The surprise move—coming on the same day as a dismal unemployment report—reflected the energy industry's importance as a rare bright spot in adding U.S. jobs. The tighter standards for smog-forming ozone could have forced states and cities to limit some oil-and-gas projects.
In making the move, the White House clearly judged that it had more to lose from industry and Republican criticism than it had to gain from environmental groups who support the rule.
The EPA's January 2010 proposal, to tighten air-quality standards to a level below that adopted under President George W. Bush and even further below what most states now adhere to, has been cited for months by industry groups and lawmakers as "regulatory overreach" that they say is undercutting the economic recovery. Republican presidential candidates have routinely criticized the EPA in stump speeches.
Mr. Obama said in a statement that he remains committed to public health and clean air, but he added, "I have continued to underscore the importance of reducing regulatory burdens and regulatory uncertainty, particularly as our economy continues to recover."
Jack Gerard, president of the American Petroleum Institute, said the move suggests the White House "is becoming more sensitive to the uncertainty created by their heavy regulatory hand.…They are beginning to understand that the regulatory burden does more to chill job creation than just about anything else out there."

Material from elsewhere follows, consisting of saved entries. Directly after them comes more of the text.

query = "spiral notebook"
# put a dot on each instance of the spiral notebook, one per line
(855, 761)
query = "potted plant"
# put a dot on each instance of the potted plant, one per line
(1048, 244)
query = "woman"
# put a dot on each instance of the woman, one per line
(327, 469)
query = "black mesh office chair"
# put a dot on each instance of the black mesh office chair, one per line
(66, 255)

Oil-and-gas extraction added 1,700 jobs in August, according to the Labor Department. Halliburton Co., which services the oil-and-gas industry, said recently it planned to add 11,000 jobs in the U.S. this year.

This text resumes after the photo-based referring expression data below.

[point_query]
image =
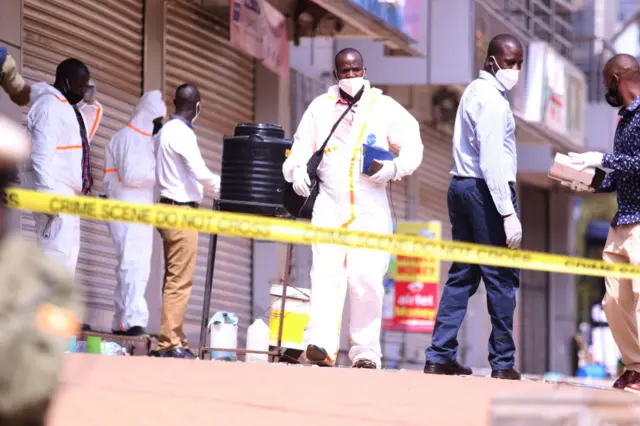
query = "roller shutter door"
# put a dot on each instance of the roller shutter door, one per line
(108, 37)
(197, 51)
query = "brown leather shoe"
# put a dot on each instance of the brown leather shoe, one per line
(628, 377)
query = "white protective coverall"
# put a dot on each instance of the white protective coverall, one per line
(130, 175)
(349, 199)
(55, 166)
(91, 111)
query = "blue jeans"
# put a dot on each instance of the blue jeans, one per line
(475, 219)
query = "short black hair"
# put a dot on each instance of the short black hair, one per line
(187, 94)
(346, 51)
(496, 45)
(70, 68)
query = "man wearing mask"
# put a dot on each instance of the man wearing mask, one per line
(40, 307)
(59, 161)
(91, 111)
(130, 175)
(181, 174)
(349, 199)
(622, 81)
(483, 209)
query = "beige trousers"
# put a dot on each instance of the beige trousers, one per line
(180, 254)
(620, 302)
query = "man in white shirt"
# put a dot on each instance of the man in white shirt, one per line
(483, 209)
(59, 162)
(181, 175)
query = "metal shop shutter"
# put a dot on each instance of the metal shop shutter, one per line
(198, 51)
(108, 37)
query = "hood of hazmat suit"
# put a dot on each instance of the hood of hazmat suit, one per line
(91, 111)
(129, 169)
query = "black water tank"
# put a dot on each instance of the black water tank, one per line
(252, 168)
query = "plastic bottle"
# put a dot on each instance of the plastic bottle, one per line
(258, 340)
(223, 335)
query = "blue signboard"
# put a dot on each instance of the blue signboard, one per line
(403, 15)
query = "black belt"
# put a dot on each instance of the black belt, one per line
(511, 183)
(165, 200)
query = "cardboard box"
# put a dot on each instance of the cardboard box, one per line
(563, 171)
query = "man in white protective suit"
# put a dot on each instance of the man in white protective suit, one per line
(59, 161)
(129, 175)
(349, 199)
(91, 110)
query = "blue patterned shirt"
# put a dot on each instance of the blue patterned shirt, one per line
(625, 163)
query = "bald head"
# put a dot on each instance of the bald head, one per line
(504, 52)
(349, 63)
(618, 65)
(72, 79)
(187, 101)
(502, 42)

Manufacturing, another sector that would have been affected by the rule, lost 3,000 jobs in August but had been adding an average 14,000 jobs a month.
The White House left open the possibility that the standard could be tightened in 2013, when the rule will be reconsidered as part of a five-year review required by the Clean Air Act.

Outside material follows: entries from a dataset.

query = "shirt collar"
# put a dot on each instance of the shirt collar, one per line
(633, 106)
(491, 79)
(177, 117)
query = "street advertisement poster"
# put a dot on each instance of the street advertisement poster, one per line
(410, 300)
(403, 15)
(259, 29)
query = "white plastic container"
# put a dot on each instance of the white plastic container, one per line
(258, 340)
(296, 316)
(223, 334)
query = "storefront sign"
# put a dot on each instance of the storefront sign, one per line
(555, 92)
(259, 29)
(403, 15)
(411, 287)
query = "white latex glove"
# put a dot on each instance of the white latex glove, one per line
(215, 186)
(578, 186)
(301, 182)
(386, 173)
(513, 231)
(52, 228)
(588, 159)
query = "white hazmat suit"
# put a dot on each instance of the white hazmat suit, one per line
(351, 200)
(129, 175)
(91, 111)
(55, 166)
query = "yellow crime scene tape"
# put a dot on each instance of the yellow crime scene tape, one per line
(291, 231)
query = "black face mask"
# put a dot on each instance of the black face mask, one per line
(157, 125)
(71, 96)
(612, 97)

The ozone standard is one of several EPA regulations that have been criticized, prompting some to question whether the White House might delay or withdraw others. This week, House Majority Leader Eric Cantor sent a letter to GOP members listing "the 10 most harmful job-destroying regulations," which included seven EPA rules.
"We hope not but fear the worst," Bill Becker, executive director of the National Association of Clean Air Agencies, said of the potential for regulatory backtracking. The association has advocated tighter standards.
The EPA had proposed that ozone standards be tightened to a range of 60 to 70 parts per billion, down from the 75 parts per billion adopted under President George W. Bush. Ms. Jackson, in choosing to propose a tighter standard, didn't implement the Bush standard, and most states are now adhering to a level set in 1997 of 84 parts per billion.
The White House didn't say whether it would implement the 75-parts-per-billion standard, but people on both sides said it was unlikely given the 2013 review now under way.
The EPA had estimated the tighter standard would save 12,000 lives each year but could cost the economy as much as $90 billion annually. Ozone, created by emissions from cars, power plants, drilling and factories, can irritate the respiratory system and make it harder to breathe. It has been linked to respiratory problems, such as asthma and other illnesses.
Business groups have said the tighter standard would choke off economic growth by making it harder for industry to expand, because new oil-and-gas projects and manufacturing facilities would increase the emissions that cause ozone. Many states would be unable to issue permits unless they could find other ways to lower emissions.
"We support any decisions by the administration to recognize the enormous burden its regulations can place on jobs, the economy and low-cost electricity," said Vic Svec, a senior vice president at Peabody Energy Corp., the U.S.'s biggest coal producer.
Environmental groups accused the president of caving to corporate pressure.
"The White House is siding with corporate polluters over the American people," said Frances Beinecke, president of the Natural Resources Defense Council. "The Clean Air Act clearly requires the Environmental Protection Agency to set protective standards against smog—based on science and the law. The White House now has polluted that process with politics."
White House officials, who said the president made the decision Thursday, rejected that criticism. "This is not a product of industry pressure. This is a judgment on the merits," said one official.
But on a call with environmental groups and other supporters of the rule, a White House official said the EPA is "under unprecedented assault right now" and said Republicans have made the EPA "the focus of their efforts." The official also referred to Mr. Cantor's letter earlier in the week.
Jason Grumet, president of the Bipartisan Policy Center, said the decision isn't surprising because it would have put the onus on states. "It is important to distinguish between rules that require pollution reductions from specific industries and rules that obligate states to undertake planning processes with uncertain outcomes," Mr. Grumet said.